The place of payment is at our European headquarters in Castelnuovo Rangone, even in the case of issuing bank drafts or receipts, or the issuance of promissory notes. Any deviation to the aforementioned shall be valid only if approved by us in writing.
A delay in payment, even partial, of our invoices beyond the stipulated due date shall result in the immediate application of default interest, calculated at the official discount rate increased by 6 points.
Furthermore, the non-payment or delayed payment of invoices, for whatever reason, shall give us the right, without prejudice to any other action, to require advance payment for any remaining supply, or to consider the contract suspended or even permanently terminated, and to cancel any other pending orders in progress, without which the Purchaser can make claims for compensation or indemnification.
(7) Solve et repete
Except for nullity, annulment and termination of the contract, no exception may be invoked by Purchaser in order to delay or avoid payment.
In case payment must be made as required by the contractual agreement, in whole or in part, any delivered products remain our property until receipt of the full payment of the agreed upon price per the order confirmation.
Subject to the conditions and limitations stated below, we warrant that our products will be free from manufacturing defects and will not break down or deteriorate under normal usage for a period of one (1) year from the date of purchase when installed in accordance with the written specifications of LATICRETE Europe and industry standard guidelines.
Our products are warrantied to comply with the Construction Products Regulation (CPR) No. 305/2011 and the European Norms (EN) standards currently in force.
We are not responsible for defects and / or anomalies with the PRODUCTS that are not due to the quality of the PRODUCTS themselves but instead due to the improper use or installation of the products. Furthermore, we are not responsible for workmanship not in accordance with the instructions of LATICRETE Europe and industry standard guidelines.
To make a claim under this limited warranty, you must notify us in writing within thirty (30) days of the discovery of the alleged manufacturing defect. At our discretion, you may be required, as a condition of this limited warranty, to provide proof of product purchase and use.
Any claims made on material or product do not give the right to the Purchaser to suspend or delay, in whole or in part, the payment within the stipulated terms, in accordance with Article 7.
Refer to DS 230.13EU: 1 Year Product Warranty and DS 230.10EU 10 Year System Warranty. Contact Technical Services for additional information (firstname.lastname@example.org).
Upon written request and approval confirmation from LATICRETE Europe S.r.l a socio unico (email@example.com), products that are intact, undamaged, and not yet expired can be returned to the seller at the expense of the customer (i.e. Purchaser).

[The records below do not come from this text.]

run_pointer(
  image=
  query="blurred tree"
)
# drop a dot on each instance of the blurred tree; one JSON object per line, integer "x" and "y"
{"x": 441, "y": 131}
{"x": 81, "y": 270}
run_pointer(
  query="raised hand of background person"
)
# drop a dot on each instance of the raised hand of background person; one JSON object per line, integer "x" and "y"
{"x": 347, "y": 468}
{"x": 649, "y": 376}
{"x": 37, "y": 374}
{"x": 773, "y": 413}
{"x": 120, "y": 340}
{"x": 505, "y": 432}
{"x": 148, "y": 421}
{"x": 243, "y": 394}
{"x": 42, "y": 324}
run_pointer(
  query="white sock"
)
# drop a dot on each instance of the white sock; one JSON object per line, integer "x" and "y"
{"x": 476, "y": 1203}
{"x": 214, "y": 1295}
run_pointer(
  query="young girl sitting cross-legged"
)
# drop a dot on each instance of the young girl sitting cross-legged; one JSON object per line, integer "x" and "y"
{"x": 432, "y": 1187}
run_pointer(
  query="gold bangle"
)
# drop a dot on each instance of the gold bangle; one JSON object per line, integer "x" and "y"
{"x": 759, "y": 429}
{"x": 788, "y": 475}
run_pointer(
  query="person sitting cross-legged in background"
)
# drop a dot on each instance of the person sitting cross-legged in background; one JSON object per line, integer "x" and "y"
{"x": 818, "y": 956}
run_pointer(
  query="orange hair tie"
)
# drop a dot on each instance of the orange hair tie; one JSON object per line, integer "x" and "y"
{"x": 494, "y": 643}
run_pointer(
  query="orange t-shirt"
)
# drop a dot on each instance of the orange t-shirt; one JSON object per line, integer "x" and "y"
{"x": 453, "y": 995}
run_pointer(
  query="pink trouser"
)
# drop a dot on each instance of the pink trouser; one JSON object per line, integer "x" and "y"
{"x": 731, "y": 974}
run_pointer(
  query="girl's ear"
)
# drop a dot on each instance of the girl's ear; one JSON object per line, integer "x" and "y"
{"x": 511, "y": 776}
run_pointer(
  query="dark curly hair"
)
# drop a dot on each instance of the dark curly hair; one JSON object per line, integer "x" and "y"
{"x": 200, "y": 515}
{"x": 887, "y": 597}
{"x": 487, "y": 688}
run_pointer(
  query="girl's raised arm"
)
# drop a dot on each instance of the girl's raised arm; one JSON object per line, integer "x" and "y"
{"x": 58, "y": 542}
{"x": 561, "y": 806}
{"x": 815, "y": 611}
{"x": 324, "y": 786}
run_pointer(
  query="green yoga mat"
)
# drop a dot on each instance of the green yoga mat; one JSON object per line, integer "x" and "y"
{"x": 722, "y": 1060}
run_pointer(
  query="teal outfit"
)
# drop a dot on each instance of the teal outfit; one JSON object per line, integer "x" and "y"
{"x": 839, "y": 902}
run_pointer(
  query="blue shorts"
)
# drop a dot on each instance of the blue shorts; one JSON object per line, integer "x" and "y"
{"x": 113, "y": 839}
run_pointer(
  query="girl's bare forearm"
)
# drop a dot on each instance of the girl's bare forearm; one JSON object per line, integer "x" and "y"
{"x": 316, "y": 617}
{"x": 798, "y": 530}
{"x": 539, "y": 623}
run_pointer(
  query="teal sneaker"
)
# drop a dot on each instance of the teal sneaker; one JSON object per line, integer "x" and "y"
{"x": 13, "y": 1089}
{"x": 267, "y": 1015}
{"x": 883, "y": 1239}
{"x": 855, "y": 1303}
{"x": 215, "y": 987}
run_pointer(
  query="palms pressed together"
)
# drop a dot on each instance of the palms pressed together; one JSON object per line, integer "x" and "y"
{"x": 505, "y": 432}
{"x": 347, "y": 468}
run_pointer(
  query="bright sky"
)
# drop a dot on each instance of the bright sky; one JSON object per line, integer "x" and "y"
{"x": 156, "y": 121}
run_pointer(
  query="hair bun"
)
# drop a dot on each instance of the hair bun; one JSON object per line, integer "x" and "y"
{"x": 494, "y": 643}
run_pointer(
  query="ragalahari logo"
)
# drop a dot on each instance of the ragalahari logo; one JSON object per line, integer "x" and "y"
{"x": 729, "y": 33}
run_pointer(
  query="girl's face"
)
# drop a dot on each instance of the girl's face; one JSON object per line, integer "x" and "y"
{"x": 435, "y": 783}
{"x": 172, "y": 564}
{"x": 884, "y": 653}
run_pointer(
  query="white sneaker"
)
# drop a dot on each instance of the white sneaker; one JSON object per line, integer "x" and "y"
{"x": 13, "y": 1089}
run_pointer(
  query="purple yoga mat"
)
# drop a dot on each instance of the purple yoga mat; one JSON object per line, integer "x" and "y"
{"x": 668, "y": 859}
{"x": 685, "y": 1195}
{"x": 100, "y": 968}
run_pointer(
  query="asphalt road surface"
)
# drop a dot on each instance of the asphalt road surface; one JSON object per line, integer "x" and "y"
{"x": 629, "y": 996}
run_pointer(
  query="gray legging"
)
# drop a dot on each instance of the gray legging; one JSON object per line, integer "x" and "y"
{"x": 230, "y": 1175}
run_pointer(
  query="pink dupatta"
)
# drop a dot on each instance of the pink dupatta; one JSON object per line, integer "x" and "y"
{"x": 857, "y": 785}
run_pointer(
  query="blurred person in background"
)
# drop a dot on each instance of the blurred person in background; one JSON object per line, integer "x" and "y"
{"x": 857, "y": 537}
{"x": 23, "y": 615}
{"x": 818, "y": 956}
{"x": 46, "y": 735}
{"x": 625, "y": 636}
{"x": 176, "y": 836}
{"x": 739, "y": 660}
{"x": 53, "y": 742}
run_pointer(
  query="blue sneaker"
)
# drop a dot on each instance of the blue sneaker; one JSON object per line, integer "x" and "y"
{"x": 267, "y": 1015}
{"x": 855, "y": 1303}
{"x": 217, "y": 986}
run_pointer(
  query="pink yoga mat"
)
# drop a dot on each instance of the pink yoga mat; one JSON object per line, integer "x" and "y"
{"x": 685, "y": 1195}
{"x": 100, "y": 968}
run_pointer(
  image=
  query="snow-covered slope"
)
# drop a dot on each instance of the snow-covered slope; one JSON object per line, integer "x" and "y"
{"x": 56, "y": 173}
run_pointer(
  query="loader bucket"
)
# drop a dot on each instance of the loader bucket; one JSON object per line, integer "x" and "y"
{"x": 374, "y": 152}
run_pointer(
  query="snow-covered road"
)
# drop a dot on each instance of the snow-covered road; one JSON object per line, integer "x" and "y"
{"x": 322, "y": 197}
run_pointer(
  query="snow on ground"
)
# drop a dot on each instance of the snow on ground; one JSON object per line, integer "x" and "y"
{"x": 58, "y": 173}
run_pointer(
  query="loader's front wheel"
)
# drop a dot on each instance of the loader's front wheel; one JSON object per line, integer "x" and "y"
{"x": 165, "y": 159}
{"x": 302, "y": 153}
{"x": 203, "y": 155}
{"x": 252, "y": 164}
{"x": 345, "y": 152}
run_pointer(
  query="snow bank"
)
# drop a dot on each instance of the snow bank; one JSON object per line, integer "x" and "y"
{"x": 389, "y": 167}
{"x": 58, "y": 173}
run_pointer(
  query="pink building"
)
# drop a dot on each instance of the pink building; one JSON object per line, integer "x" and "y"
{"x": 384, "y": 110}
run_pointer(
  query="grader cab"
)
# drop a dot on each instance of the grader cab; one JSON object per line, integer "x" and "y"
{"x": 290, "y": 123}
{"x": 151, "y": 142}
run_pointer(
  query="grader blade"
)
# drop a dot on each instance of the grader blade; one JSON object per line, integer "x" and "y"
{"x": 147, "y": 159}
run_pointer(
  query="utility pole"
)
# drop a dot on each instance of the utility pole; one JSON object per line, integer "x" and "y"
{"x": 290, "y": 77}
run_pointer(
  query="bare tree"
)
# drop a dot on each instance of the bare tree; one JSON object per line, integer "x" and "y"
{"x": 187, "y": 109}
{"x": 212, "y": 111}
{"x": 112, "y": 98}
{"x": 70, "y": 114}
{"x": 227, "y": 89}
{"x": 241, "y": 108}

The returned goods shall be invoiced at 25% of the purchase price. Returns cannot be made more than 15 days after delivery.
Any dispute relating to the conclusion, performance and interpretation of this contract is under the exclusive and absolute jurisdiction of the Court of Modena.
(12) Minimum Order Quantities (MOQ)
LATICRETE® adhesives, screeds, and cementitious waterproofing products all have minimum order requirements (600 kg). Please contact customer service for details (firstname.lastname@example.org)
Purchaser agrees not to export or re-export the products, directly or indirectly, to any person or entity that is the target of any sanctions laws, or is located, organized, or resident in a country or territory that is, or whose government currently is, the target of countrywide sanctions imposed by any U.S. government sanctions authorities.